The Providence Steam Rollers (also referred to as the Providence Steam Roller, the Providence Steamroller and the Providence Steamrollers) was a professional American football team based in Providence, Rhode Island in the National Football League from 1925 to 1931. Providence was the first New England team to win an NFL championship. The Steam Roller won the league's championship in 1928, to date, this is the latest NFL championship win by a defunct team. Most of their home games were played in a 10,000-seat stadium that was built for bicycle races called the Cycledrome.
The Steam Roller was established in 1916 by members of the Providence Journal; sports-editor Charles Coppen and part-time sports-writer Pearce Johnson. Three men shared in the ownership and management of the team: Coppen, James Dooley, and Peter Laudati. Meanwhile, Johnson stayed on as the team's manager for each year of its existence.

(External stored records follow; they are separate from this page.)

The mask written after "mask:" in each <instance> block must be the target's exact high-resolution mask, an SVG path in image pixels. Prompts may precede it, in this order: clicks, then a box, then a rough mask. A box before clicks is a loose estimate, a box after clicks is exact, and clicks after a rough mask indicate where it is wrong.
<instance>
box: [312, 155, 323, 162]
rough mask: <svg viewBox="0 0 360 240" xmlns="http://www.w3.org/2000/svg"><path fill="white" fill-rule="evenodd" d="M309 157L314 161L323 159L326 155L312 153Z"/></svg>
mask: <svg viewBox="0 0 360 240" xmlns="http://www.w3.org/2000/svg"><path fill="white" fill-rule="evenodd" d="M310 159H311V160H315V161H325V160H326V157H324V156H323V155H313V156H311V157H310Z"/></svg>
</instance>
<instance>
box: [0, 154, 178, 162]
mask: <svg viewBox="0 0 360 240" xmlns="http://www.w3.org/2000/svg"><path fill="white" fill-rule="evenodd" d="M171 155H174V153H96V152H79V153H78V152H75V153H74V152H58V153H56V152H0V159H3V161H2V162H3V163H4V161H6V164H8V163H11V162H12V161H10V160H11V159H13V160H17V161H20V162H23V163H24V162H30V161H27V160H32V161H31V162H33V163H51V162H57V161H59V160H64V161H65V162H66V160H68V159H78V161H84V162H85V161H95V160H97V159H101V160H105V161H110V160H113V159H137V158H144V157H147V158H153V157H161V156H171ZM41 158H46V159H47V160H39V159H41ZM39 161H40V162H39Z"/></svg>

The team soon became a regional power and by the mid-1920s was known as the best independent team in the country. By 1919 the team was drawing in more spectators than Brown University by a margin of 2–1, according to newspaper reports at the time. However, it seemed unlikely since the Steam Roller crowd was on average 3,000 spectators a game. The players' wages were lower than those of Indiana and Ohio, so it was harder for the Steam Roller to bring in "ringers". Several college football players did play for the Steam Roller, but under aliases, so as to not jeopardize their amateur status.
In 1924, Providence's schedule featured several NFL teams. The Steam Roller posted a 3–2–1 record against those teams, defeating the Rochester Jeffersons (3–0), Minneapolis Marines (49–0) and Dayton Triangles (10–7). Both of their two losses came against the Frankford Yellow Jackets (21–10) and (16–3). The team also posted a scoreless tie against the Columbus Tigers. The 1924 Steam Roller then went on to win the mythical "undisputed championship of the Northeast". The team's success that season was enough to make Steam Roller management and fans start thinking about playing in the NFL.